What a Telefonica acquisition means - to you and them
By silicon.com
Published: 31 October 2005 16:30 GMT
O2 has been on the auction block for longer than we care to remember. Rumours that Telefonica was going to sweep it into its portfolio have been around for well over a year - only today details of a deal, including a price, have been revealed.
The price is high - at £17.7bn about the highest in the sector since the telecoms bubble - but the two interesting stories here are the musical chairs that led to the deal finally being done and what a combined entity might mean.
On the first point, we can't say much. While Spain's Telefonica has been the suitor of choice for some time, others - most notably a German-Dutch bid from a teaming of Deutsche Telekom and KPN - have been sniffing around. There was even talk about a bidder from east Asia.
The Telefonica deal seems to make the most sense. There are no competition issues, something that would be less clear if Deutsche Telekom had been successful - that telco owns T-Mobile but the UK is now diverse enough that regulators could have possibly consented to O2 and T-Mobile combining here.
Also, whereas Telefonica isn't present in Germany, Ireland or the UK - O2's territory - it has interests across Latin America. O2's expertise, looking to various technologies and approaches, would seem to bring a lot to that far-reaching empire.
Now - barring a successful counter bid - Telefonica will reach the premier league of European operators that includes Orange, T-Mobile and Vodafone.
As for what the entity will mean for O2 customers... we don't predict any radical changes. In theory, greater scale should lead to more efficient procurement, which should enable better value services - but don't go holding your breath for noticeable differences.
Cellular services - over GPRS, 3G, HSDPA and who knows where beyond - as well as public Wi-Fi should carry on as they were.
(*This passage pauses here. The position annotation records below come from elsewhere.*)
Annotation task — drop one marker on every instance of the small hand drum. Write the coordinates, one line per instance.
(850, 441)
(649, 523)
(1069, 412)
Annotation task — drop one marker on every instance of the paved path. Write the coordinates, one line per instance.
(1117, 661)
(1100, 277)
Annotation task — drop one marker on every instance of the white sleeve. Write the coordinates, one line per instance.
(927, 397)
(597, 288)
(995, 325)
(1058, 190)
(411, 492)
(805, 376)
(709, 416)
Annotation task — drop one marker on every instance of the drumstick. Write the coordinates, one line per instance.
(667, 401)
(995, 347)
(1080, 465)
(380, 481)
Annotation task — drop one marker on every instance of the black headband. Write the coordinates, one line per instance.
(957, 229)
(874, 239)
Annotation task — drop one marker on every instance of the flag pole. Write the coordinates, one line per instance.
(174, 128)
That Telefonica also does i-mode is a pleasant coincidence, we suggest, rather than any prelude to the merger.
O2, which was spun out of British Telecom, may in the end be most talked about as the company that left Vodafone as the last remaining facilities-based mobile operator headquartered in the UK. And even if a counter bid were to be successful over the next few months, that statement would still stand.